My early crime against the band made me want to like its latest album Teeth Dreams as a sort of retroactive apology for my initial disloyalty. It’s not a bad album and it’s recognizable as one by The Hold Steady. It has the expected shout-outs to the Twin Cities and follows characters through different points in their lives, all filtered through the band’s recognizable, signature style of storytelling.

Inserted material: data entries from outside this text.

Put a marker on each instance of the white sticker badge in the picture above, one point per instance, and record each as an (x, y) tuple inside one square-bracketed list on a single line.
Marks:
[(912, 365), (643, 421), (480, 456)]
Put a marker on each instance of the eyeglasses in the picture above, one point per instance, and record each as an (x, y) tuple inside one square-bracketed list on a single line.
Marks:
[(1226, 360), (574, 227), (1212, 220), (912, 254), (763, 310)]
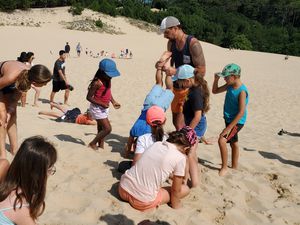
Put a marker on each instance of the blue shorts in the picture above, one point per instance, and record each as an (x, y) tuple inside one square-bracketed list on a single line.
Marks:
[(158, 96), (140, 127), (201, 127)]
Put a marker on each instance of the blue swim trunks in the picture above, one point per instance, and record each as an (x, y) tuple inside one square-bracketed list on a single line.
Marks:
[(140, 127)]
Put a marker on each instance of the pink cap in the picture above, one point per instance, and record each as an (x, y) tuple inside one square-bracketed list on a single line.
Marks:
[(190, 134), (155, 114)]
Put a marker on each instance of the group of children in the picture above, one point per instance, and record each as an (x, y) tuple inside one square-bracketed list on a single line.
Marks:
[(158, 156)]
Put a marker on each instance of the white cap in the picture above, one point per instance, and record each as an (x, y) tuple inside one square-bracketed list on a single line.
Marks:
[(167, 22)]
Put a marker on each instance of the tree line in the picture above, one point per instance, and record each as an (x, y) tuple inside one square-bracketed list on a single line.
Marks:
[(259, 25)]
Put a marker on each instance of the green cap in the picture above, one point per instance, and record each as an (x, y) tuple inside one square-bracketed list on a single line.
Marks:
[(230, 69)]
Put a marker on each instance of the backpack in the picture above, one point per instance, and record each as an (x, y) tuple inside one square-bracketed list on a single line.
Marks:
[(70, 116)]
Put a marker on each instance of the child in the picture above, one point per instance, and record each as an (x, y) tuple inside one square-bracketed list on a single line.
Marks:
[(99, 95), (72, 116), (156, 118), (194, 109), (157, 96), (235, 112), (23, 189), (141, 185)]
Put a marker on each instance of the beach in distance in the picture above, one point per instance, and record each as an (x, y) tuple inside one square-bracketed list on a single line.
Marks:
[(264, 190)]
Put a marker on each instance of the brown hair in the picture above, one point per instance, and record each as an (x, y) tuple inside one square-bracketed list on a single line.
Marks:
[(201, 83), (28, 173), (39, 74)]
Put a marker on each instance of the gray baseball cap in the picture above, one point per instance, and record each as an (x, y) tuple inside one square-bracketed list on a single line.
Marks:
[(167, 22)]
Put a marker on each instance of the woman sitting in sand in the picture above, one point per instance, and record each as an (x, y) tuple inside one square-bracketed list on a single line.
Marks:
[(23, 189), (72, 116), (141, 185), (15, 78)]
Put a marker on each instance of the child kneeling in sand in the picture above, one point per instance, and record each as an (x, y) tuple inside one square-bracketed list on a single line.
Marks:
[(141, 185), (235, 112), (72, 116)]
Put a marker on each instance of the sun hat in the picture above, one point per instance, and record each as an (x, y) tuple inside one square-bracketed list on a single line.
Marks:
[(230, 69), (184, 72), (190, 134), (155, 114), (109, 67), (167, 22)]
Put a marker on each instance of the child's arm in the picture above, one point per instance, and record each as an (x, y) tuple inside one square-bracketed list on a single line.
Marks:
[(216, 89), (115, 104), (90, 96), (196, 119), (158, 77), (242, 107), (176, 192)]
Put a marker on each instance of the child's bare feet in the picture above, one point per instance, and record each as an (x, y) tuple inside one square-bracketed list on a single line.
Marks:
[(222, 172), (92, 146)]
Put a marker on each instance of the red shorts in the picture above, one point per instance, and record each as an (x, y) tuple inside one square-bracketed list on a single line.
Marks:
[(137, 204)]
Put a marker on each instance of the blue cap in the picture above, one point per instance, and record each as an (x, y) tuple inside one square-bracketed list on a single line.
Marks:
[(184, 72), (109, 67), (230, 69)]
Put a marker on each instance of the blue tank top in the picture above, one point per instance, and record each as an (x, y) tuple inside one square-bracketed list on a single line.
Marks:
[(184, 56), (231, 105)]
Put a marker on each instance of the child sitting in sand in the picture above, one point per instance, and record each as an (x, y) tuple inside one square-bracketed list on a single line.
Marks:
[(99, 95), (235, 112), (157, 96), (141, 185), (156, 118), (72, 116)]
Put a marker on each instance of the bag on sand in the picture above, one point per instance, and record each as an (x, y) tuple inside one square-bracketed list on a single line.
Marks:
[(70, 116)]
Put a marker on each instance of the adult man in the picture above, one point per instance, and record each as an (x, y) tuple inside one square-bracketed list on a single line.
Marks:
[(185, 49), (59, 78)]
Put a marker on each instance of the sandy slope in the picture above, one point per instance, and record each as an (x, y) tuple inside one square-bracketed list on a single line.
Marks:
[(265, 190)]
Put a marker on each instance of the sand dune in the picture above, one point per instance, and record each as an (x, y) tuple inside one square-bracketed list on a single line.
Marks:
[(265, 189)]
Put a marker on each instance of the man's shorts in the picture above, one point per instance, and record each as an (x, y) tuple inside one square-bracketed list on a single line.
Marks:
[(179, 99), (98, 112), (140, 127), (137, 204), (232, 137), (58, 85), (158, 96)]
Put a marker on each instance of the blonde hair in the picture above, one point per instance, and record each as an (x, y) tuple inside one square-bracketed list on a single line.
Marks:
[(39, 74)]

Yet all of these elements are a little bit muddled. I can still recall my first positive Hold Steady listening experience with Boys and Girls in America; the quirky lyrics that jump like Finn’s dance moves, Charlemagne the pimp and an unmatched bombastic mix of everything from keyboard to guitar. With Teeth Dreams, I can’t pull out anything in particular to take away. The instruments seem to blend together; there are no guitar licks or joyfully erratic bounces from one rhythm to the next, just a generalized sound that is recognizable as The Hold Steady.
https://www.youtube.com/watch?v=NtWobtEqPow
The lyrics don’t stand out either – surprising considering how truly uniquely the Hold Steady tends to tell its stories. As with the music, the lyrics are not bad and they aren’t inauthentic, but they’re not memorable either. If the music is a half-hearted muddle, the lyrics are equally directionless. “Spinners” tells a woman to get back out there, post-heartbreak, while “Wait a While” disagrees and says to “wait a while” instead.
The album goes out with a nine-minute-long song that only underlines the problems with the album. It’s as though it’s admitting that the songs lack differentiation, so why bother making three three-minute songs and coming up with new names?
In many ways, this feels like a different band taking a stab at being The Hold Steady. It checks the boxes of their sound but lacks the heart. When I think of The Hold Steady, I think of the wiry keyboardist alive with electric energy. I think of Craig Finn half-singing, half-shouting and constantly in motion as though he can’t take the time to sing in case he forgets what he’s saying. I think of parties bigger than raves and heartbreaks out in the suburbs, junkies and pimps and the desperation for connection. I couldn’t find any of that in this new album; it was only going through the motions. It left me without a reason to dislike it, but without a reason to play it again.